Celebrating Columbus Day
Article audio sponsored by The John Birch Society

Columbus Day — once a time to celebrate one of the heroes of modern Western Civilization — is dying a slow death. Besieged by leftwing loons and of little apparently utility to the shopping malls, the day to remember Christopher Columbus may simply fade away. According to a Columbus Day article in the Wall Street Journal:

Philadelphia’s annual Columbus Day parade has been canceled. Brown University this year renamed the holiday “Fall Weekend” following a campaign by a Native American student group opposed to celebrating an explorer who helped enslave some of the people he “discovered.” …

In California, Columbus Day is one of two paid holidays getting blown away by Gov.
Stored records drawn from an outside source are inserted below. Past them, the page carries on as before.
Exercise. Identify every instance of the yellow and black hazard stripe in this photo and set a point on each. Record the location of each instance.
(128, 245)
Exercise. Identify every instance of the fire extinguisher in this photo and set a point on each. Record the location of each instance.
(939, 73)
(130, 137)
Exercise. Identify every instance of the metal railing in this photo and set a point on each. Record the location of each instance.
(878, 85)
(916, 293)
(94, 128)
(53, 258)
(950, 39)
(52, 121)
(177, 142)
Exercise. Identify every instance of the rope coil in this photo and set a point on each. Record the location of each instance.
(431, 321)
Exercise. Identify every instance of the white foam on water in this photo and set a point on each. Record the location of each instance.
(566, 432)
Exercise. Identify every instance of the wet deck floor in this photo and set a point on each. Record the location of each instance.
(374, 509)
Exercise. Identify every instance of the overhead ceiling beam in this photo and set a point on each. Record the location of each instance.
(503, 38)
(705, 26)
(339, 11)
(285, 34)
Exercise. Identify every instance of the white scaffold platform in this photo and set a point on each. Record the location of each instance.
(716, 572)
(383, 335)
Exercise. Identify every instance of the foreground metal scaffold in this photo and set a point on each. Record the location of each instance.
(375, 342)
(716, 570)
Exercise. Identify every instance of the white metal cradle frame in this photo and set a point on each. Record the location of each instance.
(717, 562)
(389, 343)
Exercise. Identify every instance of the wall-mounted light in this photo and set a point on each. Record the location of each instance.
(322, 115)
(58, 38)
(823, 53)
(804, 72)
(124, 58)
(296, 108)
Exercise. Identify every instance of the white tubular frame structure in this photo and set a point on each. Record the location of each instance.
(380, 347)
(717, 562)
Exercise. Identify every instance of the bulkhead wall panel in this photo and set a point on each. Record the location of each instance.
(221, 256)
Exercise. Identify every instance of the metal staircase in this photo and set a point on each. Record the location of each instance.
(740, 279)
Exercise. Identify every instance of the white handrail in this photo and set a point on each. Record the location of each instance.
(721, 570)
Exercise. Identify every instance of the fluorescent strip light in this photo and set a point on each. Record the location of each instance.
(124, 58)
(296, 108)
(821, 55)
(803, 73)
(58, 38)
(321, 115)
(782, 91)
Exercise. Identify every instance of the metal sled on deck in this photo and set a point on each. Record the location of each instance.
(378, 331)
Arnold Schwarzenegger as part of a budget-cut proposal. In Washington, D.C., Senate Majority Leader Harry Reid canceled this year’s weeklong Columbus Day recess so the senators can buckle down on health care. (They still get Monday off, though.)

Another obstacle: Columbus Day hasn’t transcended its original purpose, as some other holidays have. Sure, Columbus Day celebrates one of the world’s great explorers. But Memorial Day and Labor Day also do double duty as summer’s official bookends, whereas Columbus Day is stuck in mid-October, halfway between summertime and Christmas. And many Americans apparently prefer more days off around Christmas.

The wild-eyed antagonism directed against the celebration is not without a certain irony; the celebration was once an opportunity for Italian Americans, in particular, to affirm their place in the narrative of American history. As an examiner.com article noted regarding the Denver Columbus Day parade: “One hundred years ago, in 1909, Italian Americans were still a target of anti-immigrant, anti-Catholic sentiment that had raged throughout the United States since the mid-19th century. It was under these circumstances that the first Columbus Day parade was held in Colorado, two years after the state became the first to adopt it as an official holiday. The Italian American community embraced the day as a way to celebrate their heritage and contributions to U.S. American culture.” Now, this ‘inclusive’ holiday is subjected to naked hostility:

At the intersection of Colfax and Broadway around 15 protesters held signs, waved banners and heckled the passing parade. While they have nothing against Italian Americans, they said, the legacy of Columbus is one that lead to massive injustice that continues to this day. Hector, a Denver resident who held a “Death to Empire” sign, commented on the sparse turnout for this year’s event, “But it’s been pathetic for years. It’s a racist holiday, regardless of whether there is a parade or not. Columbus coming to this part of the world really represents a genocide of the entire continent. Literally thousands of civilizations were forcibly removed– that’s why we’re out here today.” As the parade continued, the demonstrators beat a home-made Uncle Sam piñata and chanted “go away” to marchers. They were met with a wail of car horns as the parade procession attempted to drown out the interruption.

Meanwhile, the American Indian Movement of Colorado railed, “Colorado AIM advises all Native elders and children to avoid downtown Denver, especially the area near the Columbus Hate Speech Parade, on Saturday, October 10, 2009.” That this post was in English, the language of the “deceitful and murderous English parasites” who are remembered on Thanksgiving, is simple one more bit of Columbus Day irony.

Neglected by its friends and loathed by its foes, Columbus Day is still a time to remember the age of discovery, the opening of the New World, and the spread of the Christian faith into the Americas. The event which is celebrated on Columbus Day began a chain of other events which led to a blossoming of Western Civilization, and the solemn protection of the civil liberties of all citizens, even those who would mock and disparage the memory of the man who dared to set out on his voyage of 1492.